29. Cowboys: Devin Lloyd, LB, Utah
Dallas has already parted ways with linebacker Jaylon Smith, is it possible ties are cut with unrestricted free agent, Leighton Vander Esch at season's end? If so, then taking the multitalented Lloyd could be a pragmatic decision the Cowboys undertake. Lloyd has the size (6-3, 232 lbs) to play as an inside backer, while his athleticism allows him to drop into coverage on passing downs.
30. Ravens: Myjai Sanders, EDGE, Cincinnati
Sanders is being noticed due in part because of the success and national ranking his team is achieving. The other reason he's piqued scouts' interest is his active game play and increasing success against opponents. At 6-foot-5 and 258 pounds, Sanders moves well and navigates his way past blockers making tackles and completing his defensive assignments. He's a solid player with incredible potential to become a special one.

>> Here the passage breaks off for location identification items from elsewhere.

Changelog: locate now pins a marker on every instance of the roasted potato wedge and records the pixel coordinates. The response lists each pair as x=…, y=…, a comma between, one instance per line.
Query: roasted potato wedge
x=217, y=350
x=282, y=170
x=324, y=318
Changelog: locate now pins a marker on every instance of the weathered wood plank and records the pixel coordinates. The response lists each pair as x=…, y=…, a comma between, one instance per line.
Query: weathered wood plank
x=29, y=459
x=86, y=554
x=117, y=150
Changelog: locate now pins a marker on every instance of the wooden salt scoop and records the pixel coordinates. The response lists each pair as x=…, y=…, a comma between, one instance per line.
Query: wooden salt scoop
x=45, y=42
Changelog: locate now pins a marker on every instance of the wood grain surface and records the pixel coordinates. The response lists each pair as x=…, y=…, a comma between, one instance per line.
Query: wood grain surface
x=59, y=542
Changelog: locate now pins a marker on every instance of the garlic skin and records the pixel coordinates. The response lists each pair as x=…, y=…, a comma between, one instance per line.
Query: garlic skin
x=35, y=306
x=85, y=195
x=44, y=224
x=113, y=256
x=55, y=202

31. Chargers: Jordan Davis, DT, Georgia
Davis is a force to be reckoned with along the line of scrimmage and tends to collapse offensive pockets with impunity. Incredibly strong and unusually athletic, Jordan has to be double-teamed consistently or he may disrupt plays before they fully develop. If he tests well at the combine, he may not last this far into the first round. The Chargers could definitely use a player of his caliber, especially since their current nose tackle (Linval Joseph) is a free agent at season's end.
32. Cardinals: Jalen Wydermeyer, TE, Texas A&M
Wydermyer is athletic and possesses NFL caliber speed for a tight end that can alter defensive coverages. A big target with soft hands, Wydemyer would excel in Arizona's wide open offense. Because of the talented receivers on the roster, he would typically face single coverage, with his size and quickness making him a mismatch for defenses. The Cardinals could become as dominate offensively as the Chiefs have been these past few years, should they choose to incorporate his talents.